City Council candidates finish last forum


Council members speak at the Ames City Council meeting.

Shannon Mccarty

Ames City Council candidates answered questions on a variety of issues for the final time Thursday night before the big election day. 

Thursday night’s forum was the last before the Nov. 3 elections and was cohosted by the Ames Progressive Alliance and Ames Public Library.

The sixth City Council forum included all five candidates: Tim Gartin, incumbent running unopposed for the 2nd Ward; Bronwyn Beatty-Hansen, who is running against Matthew Converse for the at-large seat; and Dan DeGeest, who is running against incumbent Chris Nelson for the 4th Ward.

Questions were asked by representatives from the National Alliance on Mental Illness of Central Iowa, the Ames Bicycle Coalition, A Mid-Iowa Organizing Strategy Affordable Housing Team, Ames Community Solar Initiative, The Green Umbrella, Ames Adult Education & Literacy Program and the Ames Progressive Alliance.

Kearra Chester and Anneke Mundel from the Ames Adult Education & Literacy Program asked if the candidates would be in favor of implementing programs to combat poverty such as a higher local minimum wage or the offering of microloans to those wanting to start a business.

“I believe if [the minimum wage] is increased, it will impact everyone positively,” DeGeest said.

Nelson said looking at the minimum wage is something worthwhile and also finds the micro-loans idea to be interesting.

“I don’t have an opinion on [the ideas] frankly,” Gartin said.

Gartin said he is more concerned about his goal of getting people from the community involved in giving back to help those who are less fortunate.

Beatty-Hansen said she would be interested in both ideas.

“I think the city will pay for [poverty] no matter what we do,” Beatty-Hansen said. “If we have people who aren’t earning living wages, that then falls more on the social services.”

Converse said he would have great interest in the idea of microloans.

“If I could’ve had access to something like that I would’ve loved it,” Converse said.
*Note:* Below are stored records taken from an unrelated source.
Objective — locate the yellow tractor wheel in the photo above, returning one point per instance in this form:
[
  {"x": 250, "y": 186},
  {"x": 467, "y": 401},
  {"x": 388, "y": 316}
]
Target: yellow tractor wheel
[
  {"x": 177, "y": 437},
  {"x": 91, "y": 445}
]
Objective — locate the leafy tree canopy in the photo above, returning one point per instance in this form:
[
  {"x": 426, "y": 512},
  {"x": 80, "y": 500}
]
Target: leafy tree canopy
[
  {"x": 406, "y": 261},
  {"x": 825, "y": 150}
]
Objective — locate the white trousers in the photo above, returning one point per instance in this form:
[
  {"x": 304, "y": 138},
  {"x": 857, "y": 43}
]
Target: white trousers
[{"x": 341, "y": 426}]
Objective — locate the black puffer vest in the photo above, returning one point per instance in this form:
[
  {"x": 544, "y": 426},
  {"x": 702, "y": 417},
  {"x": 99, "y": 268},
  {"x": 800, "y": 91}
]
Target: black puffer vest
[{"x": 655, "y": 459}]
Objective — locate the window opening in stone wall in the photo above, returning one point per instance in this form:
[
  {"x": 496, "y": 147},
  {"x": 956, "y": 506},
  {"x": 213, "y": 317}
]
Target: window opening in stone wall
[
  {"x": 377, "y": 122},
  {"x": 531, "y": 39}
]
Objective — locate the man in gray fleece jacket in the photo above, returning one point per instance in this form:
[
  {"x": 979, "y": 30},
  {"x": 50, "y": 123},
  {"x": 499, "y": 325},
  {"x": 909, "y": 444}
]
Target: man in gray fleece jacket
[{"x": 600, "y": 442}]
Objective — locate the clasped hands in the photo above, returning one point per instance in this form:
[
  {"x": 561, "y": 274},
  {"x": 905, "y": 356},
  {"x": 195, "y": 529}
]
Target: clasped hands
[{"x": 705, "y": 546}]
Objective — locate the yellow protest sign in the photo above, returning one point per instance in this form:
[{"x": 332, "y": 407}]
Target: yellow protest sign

Jamet Colton from the Ames Progressive Alliance asked candidates about a current city code that does not allow more than three unrelated single individuals to live in the same single-family home in low-density neighborhoods. Colton asked if candidates would support state legislature’s efforts to repeal this law.

“I think we would have to have a very deliberate conversation with neighborhood groups,” Nelson said.

Gartin agreed, noting how the change could impact the community.

“I think we need to be a little bit cautious about rushing in to make change that so many people worked very hard to put in place,” Gartin said. “They were concerned about the impact and quality of life in their neighborhoods.”

Beatty-Hansen said stability is an important thing in a neighborhood, which she thinks was the intended purpose of the specific code. She said taking a good look at possible repercussions of getting rid of the code would be a necessary step.

“I support the code as it is in place,” Converse said.

An audience member asked a question about the current state of the police force in the country. She said that, as a woman of color and a mother of a son of color, she was worried about his safety as well as her own.

Beatty-Hansen said a good place to start would be to have police officers collect data based on race during traffic stops.

“We need to know if we have issues in Ames. I hope we don’t,” Beatty-Hanson said.

Converse agreed with Beatty-Hansen’s idea of collecting data and said having a respectful dialogue with everyone in the community is important.

“I’ve never seen issues of race from my children,” DeGeest said. “I think this is an issue for us as adults that we need to work on.”

DeGeest said having a conversation about body cameras on police officers is a conversation worth having.

“The police department is very well trained,” Nelson said. “They really treat the community really well.” 

Nelson said if anyone has been mistreated by Ames Police, they should let city leaders know.

Gartin said it is painful to see police officers abusing their power, and it is something to continue to watch for. He said Ames currently does not have an issue within the police department. 

City Council candidates agreed on many issues, such as increasing the city’s use of solar energy, providing more mental health services and continuing to develop transportation systems.. 

Election day for all City Council members is Nov. 3.